To conduct transcriptomic RNA-seq analyses on Tfh cells, we modified the protocol initially developed for single-cell RNA-seq to accommodate 200 sorted cells as previously described (Wang et al., 2017). cDNAs were sheared by Covaris and subjected to Illumina TruSeq sequencing library preparation. All libraries were sequenced on a HiSeq 2500 sequencer (Illumina) in the SE-50 mode by Tsinghua core facility.
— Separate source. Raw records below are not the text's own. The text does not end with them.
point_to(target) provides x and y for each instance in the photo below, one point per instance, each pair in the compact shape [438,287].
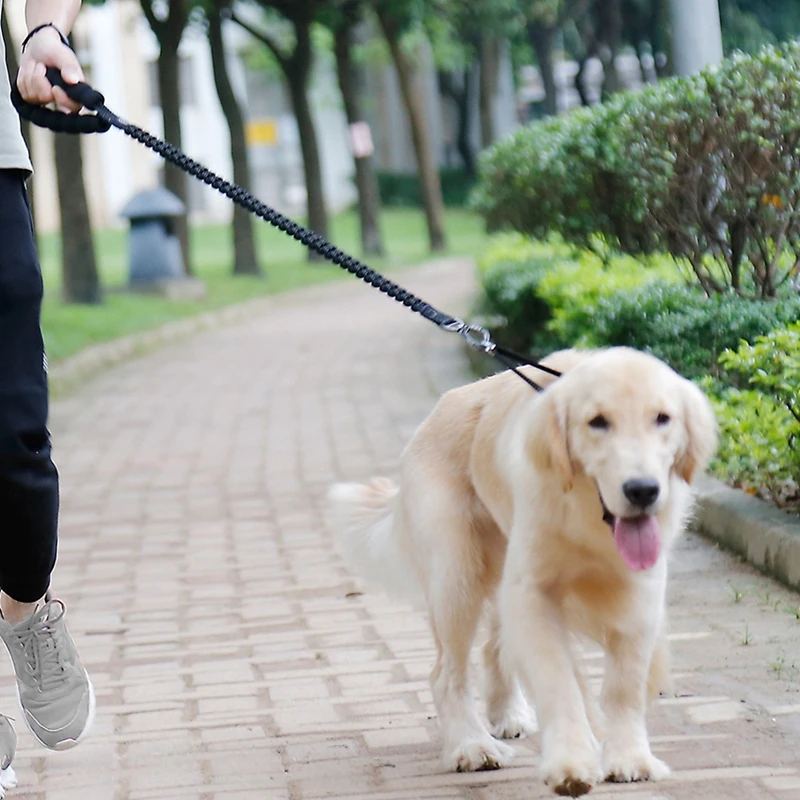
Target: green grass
[70,328]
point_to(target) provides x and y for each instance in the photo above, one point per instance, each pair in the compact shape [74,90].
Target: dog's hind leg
[510,715]
[456,584]
[468,745]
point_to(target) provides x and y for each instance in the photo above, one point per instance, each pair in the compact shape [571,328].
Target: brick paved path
[232,659]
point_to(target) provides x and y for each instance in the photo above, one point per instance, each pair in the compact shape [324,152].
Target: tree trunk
[413,100]
[245,260]
[610,36]
[541,38]
[81,282]
[459,92]
[317,215]
[658,27]
[175,180]
[489,70]
[350,84]
[464,140]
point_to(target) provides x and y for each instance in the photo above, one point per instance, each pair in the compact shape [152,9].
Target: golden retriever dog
[553,513]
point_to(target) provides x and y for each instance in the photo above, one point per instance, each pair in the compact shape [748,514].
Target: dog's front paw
[475,755]
[571,774]
[633,764]
[516,722]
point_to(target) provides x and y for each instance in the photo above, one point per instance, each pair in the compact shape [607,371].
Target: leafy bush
[510,273]
[760,425]
[758,449]
[706,168]
[682,326]
[772,365]
[541,297]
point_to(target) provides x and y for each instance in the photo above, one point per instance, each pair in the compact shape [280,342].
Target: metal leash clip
[475,336]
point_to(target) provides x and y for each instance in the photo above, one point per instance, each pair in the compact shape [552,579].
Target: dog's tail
[363,516]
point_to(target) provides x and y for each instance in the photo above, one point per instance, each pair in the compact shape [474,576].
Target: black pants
[28,477]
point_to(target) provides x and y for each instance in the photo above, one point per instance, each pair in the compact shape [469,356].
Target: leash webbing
[103,119]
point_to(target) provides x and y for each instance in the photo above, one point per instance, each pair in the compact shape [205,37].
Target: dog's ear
[548,445]
[700,433]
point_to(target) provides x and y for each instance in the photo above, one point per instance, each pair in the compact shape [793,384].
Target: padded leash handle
[58,121]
Quantification and Statistical Anaysis

For all relevant animal experiments, age- and sex-matched mice were randomly chosen to be in different treatment groups. Each group typically contained 3 to 5 animals, and 2 to 6 independent experiments were done for each assay. No blinding was involved in this work. Unless indicated otherwise, two-tailed t tests in Prism software (Graphpad) were used to compare endpoint means of different groups. Differences between groups were considered significant for p values < 0.05.
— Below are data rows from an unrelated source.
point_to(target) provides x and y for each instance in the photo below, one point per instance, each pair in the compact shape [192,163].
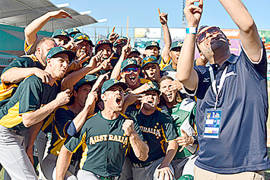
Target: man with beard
[60,37]
[151,69]
[158,131]
[135,54]
[183,112]
[25,66]
[104,47]
[232,96]
[68,120]
[32,102]
[32,29]
[105,138]
[83,47]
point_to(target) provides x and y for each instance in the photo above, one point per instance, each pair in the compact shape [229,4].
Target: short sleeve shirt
[29,96]
[243,101]
[104,144]
[157,129]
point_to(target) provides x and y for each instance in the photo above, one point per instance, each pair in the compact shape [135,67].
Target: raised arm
[17,74]
[117,68]
[31,30]
[78,122]
[248,31]
[34,117]
[170,153]
[163,17]
[185,72]
[139,147]
[62,163]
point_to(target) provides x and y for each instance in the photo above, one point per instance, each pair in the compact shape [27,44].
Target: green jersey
[183,115]
[157,129]
[104,144]
[7,90]
[30,95]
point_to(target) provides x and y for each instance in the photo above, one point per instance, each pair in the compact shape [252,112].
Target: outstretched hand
[163,17]
[193,13]
[60,14]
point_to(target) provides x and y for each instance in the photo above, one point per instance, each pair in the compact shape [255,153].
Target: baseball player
[31,30]
[74,115]
[158,130]
[151,69]
[32,102]
[105,138]
[182,111]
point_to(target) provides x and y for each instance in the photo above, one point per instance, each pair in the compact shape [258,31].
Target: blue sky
[143,13]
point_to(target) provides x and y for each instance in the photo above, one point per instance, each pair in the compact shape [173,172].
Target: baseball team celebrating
[71,109]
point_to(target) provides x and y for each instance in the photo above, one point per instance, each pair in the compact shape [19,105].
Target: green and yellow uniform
[157,130]
[104,144]
[61,120]
[7,90]
[30,95]
[183,115]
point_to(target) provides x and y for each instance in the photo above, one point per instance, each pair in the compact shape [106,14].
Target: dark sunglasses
[134,69]
[201,37]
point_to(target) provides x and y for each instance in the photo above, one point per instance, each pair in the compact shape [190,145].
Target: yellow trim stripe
[81,142]
[12,118]
[84,155]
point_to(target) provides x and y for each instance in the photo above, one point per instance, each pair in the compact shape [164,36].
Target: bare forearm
[33,132]
[167,42]
[15,75]
[238,13]
[40,114]
[80,119]
[62,163]
[249,36]
[35,26]
[117,69]
[70,80]
[170,153]
[139,147]
[185,61]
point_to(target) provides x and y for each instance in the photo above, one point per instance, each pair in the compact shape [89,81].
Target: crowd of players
[107,111]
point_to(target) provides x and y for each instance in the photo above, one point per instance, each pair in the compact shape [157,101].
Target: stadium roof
[22,12]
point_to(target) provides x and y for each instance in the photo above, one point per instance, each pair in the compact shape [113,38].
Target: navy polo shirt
[243,100]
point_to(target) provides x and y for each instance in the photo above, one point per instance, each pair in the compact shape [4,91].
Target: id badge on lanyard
[213,116]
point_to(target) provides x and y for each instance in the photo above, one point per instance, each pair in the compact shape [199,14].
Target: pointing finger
[159,11]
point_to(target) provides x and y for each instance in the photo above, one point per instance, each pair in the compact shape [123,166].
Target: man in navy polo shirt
[232,96]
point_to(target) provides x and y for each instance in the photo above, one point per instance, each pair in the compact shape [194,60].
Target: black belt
[108,178]
[141,165]
[17,132]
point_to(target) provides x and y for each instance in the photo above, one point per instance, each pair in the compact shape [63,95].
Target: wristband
[191,30]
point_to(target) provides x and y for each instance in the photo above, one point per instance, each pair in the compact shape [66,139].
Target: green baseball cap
[101,42]
[186,177]
[60,32]
[134,50]
[149,60]
[176,44]
[59,50]
[153,87]
[152,44]
[84,37]
[88,79]
[72,31]
[110,83]
[128,62]
[122,40]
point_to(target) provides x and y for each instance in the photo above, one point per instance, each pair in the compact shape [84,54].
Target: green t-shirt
[29,96]
[157,130]
[183,113]
[20,62]
[104,145]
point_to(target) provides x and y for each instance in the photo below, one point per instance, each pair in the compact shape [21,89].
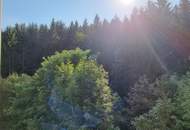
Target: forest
[130,74]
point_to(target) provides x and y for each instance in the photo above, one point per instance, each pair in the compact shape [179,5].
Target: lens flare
[127,2]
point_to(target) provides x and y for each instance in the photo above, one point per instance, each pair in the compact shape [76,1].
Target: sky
[43,11]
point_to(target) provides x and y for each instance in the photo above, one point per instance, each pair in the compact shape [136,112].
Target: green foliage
[183,101]
[79,80]
[159,118]
[171,112]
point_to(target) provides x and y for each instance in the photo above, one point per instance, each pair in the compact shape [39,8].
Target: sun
[127,2]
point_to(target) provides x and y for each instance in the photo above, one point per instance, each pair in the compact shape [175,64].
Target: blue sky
[42,11]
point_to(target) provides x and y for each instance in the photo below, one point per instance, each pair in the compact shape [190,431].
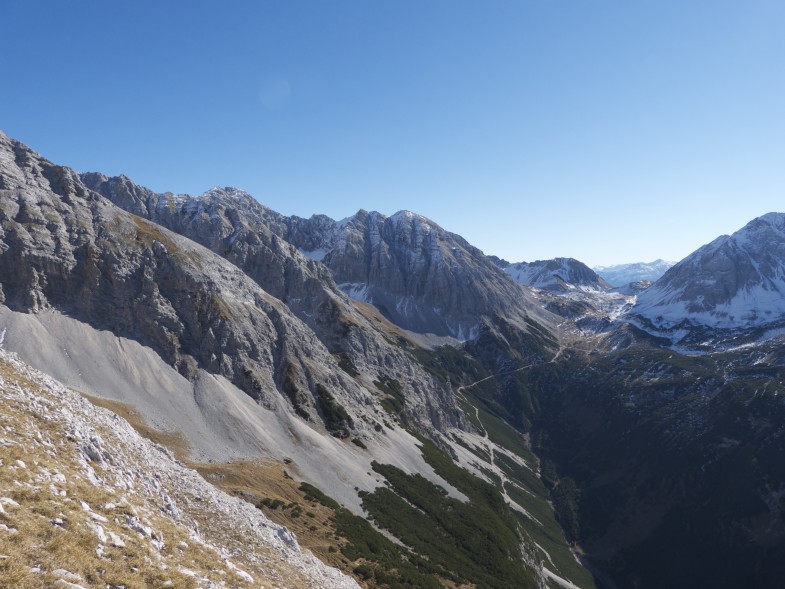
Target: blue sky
[609,131]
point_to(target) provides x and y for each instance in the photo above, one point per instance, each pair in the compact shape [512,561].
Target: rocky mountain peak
[733,282]
[558,275]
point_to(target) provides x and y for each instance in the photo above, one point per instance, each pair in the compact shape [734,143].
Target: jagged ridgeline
[418,413]
[229,328]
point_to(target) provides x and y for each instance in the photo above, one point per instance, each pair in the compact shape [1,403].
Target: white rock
[116,540]
[67,585]
[67,575]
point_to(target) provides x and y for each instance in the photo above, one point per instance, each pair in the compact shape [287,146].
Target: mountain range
[418,413]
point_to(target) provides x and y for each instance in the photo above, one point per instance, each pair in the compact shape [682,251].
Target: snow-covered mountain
[623,274]
[419,275]
[736,281]
[558,275]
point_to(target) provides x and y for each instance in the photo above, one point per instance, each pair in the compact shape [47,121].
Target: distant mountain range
[421,414]
[623,274]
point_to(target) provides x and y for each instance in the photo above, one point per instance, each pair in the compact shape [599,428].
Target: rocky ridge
[734,282]
[557,275]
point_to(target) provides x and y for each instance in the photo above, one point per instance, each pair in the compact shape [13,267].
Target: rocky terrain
[422,414]
[620,275]
[734,282]
[87,502]
[558,275]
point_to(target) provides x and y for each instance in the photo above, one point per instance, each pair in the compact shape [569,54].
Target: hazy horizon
[611,133]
For RNA-seq data analysis, after raw data were processed with CASAVA (Illumina) to generate fastq files, sequence reads were aligned to the Mus musculus reference genome using TopHat2. Taking into account only genes that have an average number of reads of at least 1, differential expression between any two cell subsets was calculated by the DESeq2 software (Bioconductor) with a call threshold set at P_adj<0.01. Two independent immunization experiments were conducted, and in each experiment spleens of 3 immunized mice were pooled to obtain three independent sorts of 200 cells for each Tfh genotype. As a result, for each Tfh genotype a total of 6 independent replicates were analyzed.
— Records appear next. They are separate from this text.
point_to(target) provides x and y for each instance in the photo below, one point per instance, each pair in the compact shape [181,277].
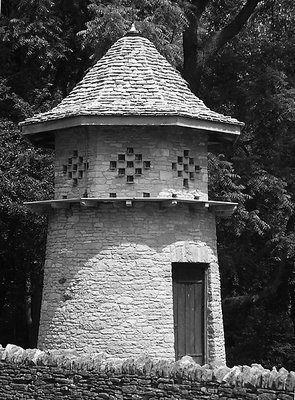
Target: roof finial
[133,31]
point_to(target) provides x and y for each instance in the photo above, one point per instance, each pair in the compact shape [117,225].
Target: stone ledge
[185,369]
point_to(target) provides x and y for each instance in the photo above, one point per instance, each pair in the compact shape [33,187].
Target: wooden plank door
[188,304]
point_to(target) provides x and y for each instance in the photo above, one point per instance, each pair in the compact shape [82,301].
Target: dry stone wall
[131,162]
[34,374]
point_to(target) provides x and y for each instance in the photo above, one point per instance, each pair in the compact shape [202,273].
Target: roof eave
[194,123]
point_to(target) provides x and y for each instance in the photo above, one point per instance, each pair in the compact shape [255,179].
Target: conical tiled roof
[132,79]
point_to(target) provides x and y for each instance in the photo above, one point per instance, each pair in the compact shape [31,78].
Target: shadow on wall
[112,266]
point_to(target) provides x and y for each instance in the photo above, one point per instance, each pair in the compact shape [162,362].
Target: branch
[233,304]
[221,37]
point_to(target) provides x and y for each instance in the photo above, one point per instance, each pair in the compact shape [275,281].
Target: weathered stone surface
[131,379]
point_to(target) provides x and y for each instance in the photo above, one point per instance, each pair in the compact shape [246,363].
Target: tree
[26,174]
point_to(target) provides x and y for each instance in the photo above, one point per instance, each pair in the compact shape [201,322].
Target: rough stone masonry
[131,261]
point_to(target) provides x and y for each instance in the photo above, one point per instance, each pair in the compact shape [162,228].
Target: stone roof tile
[132,79]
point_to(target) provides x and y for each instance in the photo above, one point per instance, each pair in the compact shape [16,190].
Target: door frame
[204,267]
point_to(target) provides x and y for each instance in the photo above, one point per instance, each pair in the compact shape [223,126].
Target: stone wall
[108,278]
[33,374]
[131,162]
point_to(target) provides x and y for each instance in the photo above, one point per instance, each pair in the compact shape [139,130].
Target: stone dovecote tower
[131,264]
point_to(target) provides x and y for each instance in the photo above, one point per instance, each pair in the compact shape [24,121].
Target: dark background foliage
[238,56]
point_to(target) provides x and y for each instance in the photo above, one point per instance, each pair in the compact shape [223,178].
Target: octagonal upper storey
[131,85]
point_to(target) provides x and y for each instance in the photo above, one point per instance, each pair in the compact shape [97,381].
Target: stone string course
[63,374]
[161,146]
[108,279]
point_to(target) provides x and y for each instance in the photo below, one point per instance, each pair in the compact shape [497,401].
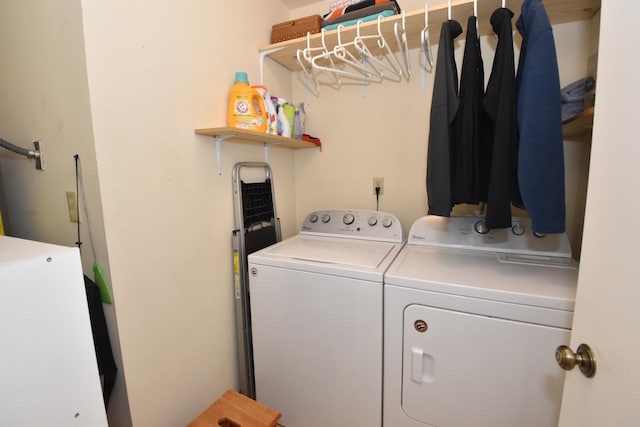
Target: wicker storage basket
[297,28]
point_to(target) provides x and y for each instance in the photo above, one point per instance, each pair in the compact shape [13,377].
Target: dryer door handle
[417,355]
[422,366]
Data and Software Availability

RNA-seq data are deposited in GEO database under ID code GSE112066.

Published: July 31, 2018

Supplemental Information

Table S1. Differential Gene Expression between Pdcd1^KI/KI and WT Tfh Cells. Related to Figure 6

GFP-transduced wildtype or Pdcd1^KI/KI OT-II T cells were transferred into B6 mice (5 × 10⁵ sorted GFP⁺ cells per mouse) together with 5 × 10⁵ dsRed-expressing MD4 B cells, and the recipients were subcutaneously immunized with HEL-OVA. CXCR5^hi OT-II T cells were sorted from the two groups on day 5 and subjected to transcriptomic analysis by RNA-seq. Differential gene expression result by DESeq2 is provided.